This week’s free Free Fiction Friday story from UnWrecked Press is “After the Storm.”
This story introduces Ellie Simpson and her husband Chris — neighbors to Pop and Joey from “Peterson & Son Automotives” — in the midst of hurricane season in the south. It was first published in The Raleigh News & Observer’s Sunday Reader, November 2001.
UPDATE — this story and the three other connected stories that I ran at my site are now available as an ebook entitled What Was Left Standing: 4 Stories for just $2.99. You can download the ebook from Amazon or Smashwords and read the stories on your laptop, desktop, Kindle, iPad, Nook, iPhone, or whatever device you use to read ebooks. Enjoy!
After the Storm
When the wind knocked over the first tree with a crack like a bone snapping, Ellie was already awake to hear it. Peeling herself off the cushions of their vinyl couch, she pried open the screen door. Her bare arms, covered in sweat, prickled with goosebumps at the sound of hissing trees and the skittering bits of garbage being tossed across the front lawn. It could turn into a hurricane, she thought.
There had been warnings about the storm on the television, before the power went out, but nobody really expected the wind and rain to amount to much. Ellie wanted her boyfriend Chris to do something about it, like tighten the wires securing her trailer to the ground or stretch duct tape across the glass in their windows, or at least tell her that the trailer wouldn’t blow away like all the horror stories they always saw on the news.
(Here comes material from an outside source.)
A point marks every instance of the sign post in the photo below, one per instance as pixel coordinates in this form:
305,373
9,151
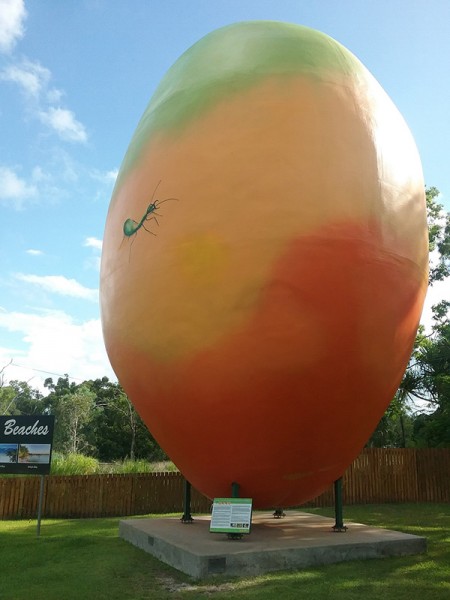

Not Chris. He just coughed his loose, rattling cough he’d had for the past week and washed some medicine down with a clinking of ice cubes in his drink.
Outside, the wind knocked something loose, kicking it noisily across the yard until it hit something solid, probably Mr. Peterson’s oak tree. July was fairly early in the hurricane season, but Ellie had seen the results of storms like Hugo and Bertha and Fran. She had lived her whole life in tiny Goldsboro, two hours west of the North Carolina coast. People who had lived through those hurricanes talked about the strangely-named storms like old friends, or old enemies, depending on the amount of damage they had done.
She rubbed her eyes and sat on the wooden steps in front of her trailer. Next door, the overgrown grass on Mr. Peterson’s patch of lawn swayed like a choppy ocean, and the tin sign for his auto shop rattled against his makeshift garage. The old fart never cleaned his place, and his boy Joey only cut the lawn once a month. Now it looked like the whole works – lawn, trailer, garage and tin sign – were going to take to the air and crash headlong into Ellie’s trailer.
A flashlight bobbed three trailers down, its line of light cutting the darkness in a wobbly line. It was Miss Rose, checking out the storm and waiting for what would come next. Ellie drew in a breath to call her over, but she worried that she would scare the old woman even worse than she probably already was. Miss Rose hadn’t been the same since her husband passed on last winter. Ellie hunched down on the steps, feeling like a kid playing hide and seek. She didn’t want to comfort someone else right now. She wanted someone to come to her for a change and tell her things were going to be fine.